Maybe someday I’ll have my brain back. Until then:

  • I Ask God to fill my head with His Truths
  • I try to memorize Bible verses (I got this idea from Beth Moore’s “Breaking Free”)
  • I keep myself in the Word
  • I do a lot of apologizing to people who feel the ripple of my acting on the falsehoods in my head

Silent No More

I’m a “just yank the Band-Aid off” type of a person so I’m just going to start my entire blogging/writing journey by saying this: I am a 39-year-old Christian woman who suffers from depression. Not like “Man, I’m so depressed and the only thing that will cure it is chocolate.” More like I’m sitting on the couch for hours on end crying and staring and I’m desperately tired and I have no way of moving forward.

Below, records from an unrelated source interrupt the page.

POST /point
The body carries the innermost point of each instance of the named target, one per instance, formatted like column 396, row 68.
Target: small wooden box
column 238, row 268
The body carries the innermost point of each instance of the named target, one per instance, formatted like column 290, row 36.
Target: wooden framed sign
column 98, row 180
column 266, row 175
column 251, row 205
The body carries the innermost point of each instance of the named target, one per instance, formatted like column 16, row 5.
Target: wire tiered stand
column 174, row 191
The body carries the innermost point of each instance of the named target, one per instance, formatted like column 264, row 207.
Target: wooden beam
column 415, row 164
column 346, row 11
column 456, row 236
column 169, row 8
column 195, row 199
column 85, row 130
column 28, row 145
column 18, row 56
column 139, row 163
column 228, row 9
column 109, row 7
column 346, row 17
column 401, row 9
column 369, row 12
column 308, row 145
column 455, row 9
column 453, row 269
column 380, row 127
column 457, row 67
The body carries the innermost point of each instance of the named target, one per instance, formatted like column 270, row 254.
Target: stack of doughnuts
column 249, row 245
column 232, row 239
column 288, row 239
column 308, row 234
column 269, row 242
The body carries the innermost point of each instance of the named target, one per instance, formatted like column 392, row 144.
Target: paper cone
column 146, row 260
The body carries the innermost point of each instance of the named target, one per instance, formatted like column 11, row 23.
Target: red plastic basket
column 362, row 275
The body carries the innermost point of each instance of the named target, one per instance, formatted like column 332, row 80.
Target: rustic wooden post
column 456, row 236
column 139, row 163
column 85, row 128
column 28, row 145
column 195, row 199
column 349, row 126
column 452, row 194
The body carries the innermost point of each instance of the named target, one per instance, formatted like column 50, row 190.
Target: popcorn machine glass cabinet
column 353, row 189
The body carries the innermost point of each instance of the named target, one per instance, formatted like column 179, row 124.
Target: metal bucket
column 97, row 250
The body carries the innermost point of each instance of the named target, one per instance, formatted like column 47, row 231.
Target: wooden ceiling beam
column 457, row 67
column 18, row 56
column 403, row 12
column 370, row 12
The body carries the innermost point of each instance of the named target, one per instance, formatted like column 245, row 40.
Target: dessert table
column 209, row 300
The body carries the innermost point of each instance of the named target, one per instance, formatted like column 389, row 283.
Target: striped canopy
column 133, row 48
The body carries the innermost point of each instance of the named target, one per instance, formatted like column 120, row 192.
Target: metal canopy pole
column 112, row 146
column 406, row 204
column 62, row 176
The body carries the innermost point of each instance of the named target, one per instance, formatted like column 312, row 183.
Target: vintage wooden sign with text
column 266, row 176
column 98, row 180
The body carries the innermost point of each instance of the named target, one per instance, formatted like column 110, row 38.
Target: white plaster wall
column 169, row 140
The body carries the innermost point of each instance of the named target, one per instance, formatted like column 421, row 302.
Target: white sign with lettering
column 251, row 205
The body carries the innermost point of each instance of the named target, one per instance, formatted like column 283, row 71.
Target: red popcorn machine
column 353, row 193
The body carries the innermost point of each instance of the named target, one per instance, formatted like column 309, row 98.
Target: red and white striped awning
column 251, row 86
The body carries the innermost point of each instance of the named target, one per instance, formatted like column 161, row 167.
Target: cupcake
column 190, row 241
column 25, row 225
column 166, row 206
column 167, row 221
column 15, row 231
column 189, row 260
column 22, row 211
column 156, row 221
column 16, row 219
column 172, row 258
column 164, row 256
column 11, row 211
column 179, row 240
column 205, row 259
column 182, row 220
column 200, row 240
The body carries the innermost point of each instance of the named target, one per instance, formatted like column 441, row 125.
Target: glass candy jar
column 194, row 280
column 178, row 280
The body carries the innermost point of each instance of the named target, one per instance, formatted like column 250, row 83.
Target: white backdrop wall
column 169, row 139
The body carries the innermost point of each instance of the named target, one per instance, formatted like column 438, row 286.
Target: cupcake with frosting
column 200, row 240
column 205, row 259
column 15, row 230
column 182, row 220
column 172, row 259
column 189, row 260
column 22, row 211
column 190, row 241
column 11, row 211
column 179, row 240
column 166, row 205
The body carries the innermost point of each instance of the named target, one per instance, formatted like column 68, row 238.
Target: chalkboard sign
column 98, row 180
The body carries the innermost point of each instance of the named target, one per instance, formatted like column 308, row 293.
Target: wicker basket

A few years ago I was diagnosed with clinical depression; meaning something is physically wrong with my body. I say this here and now because I think often in the church depression isn’t talked about openly and therefore most people don’t understand it. I personally didn’t understand it until I saw a godly family member suffer in the saddest of ways from depression. I had always thought that all forms of depression could be cured by being a “better Christian.” I was wrong.

This blog is my way of getting the word out there. I am a woman who loves Jesus dearly and is clinically depressed. There’s nothing wrong with that. It is what it is. Hopefully others suffering similarly can feel some relief knowing they are not alone.

If you are also a Christian woman suffering from depression I hope you’ll take this journey with me.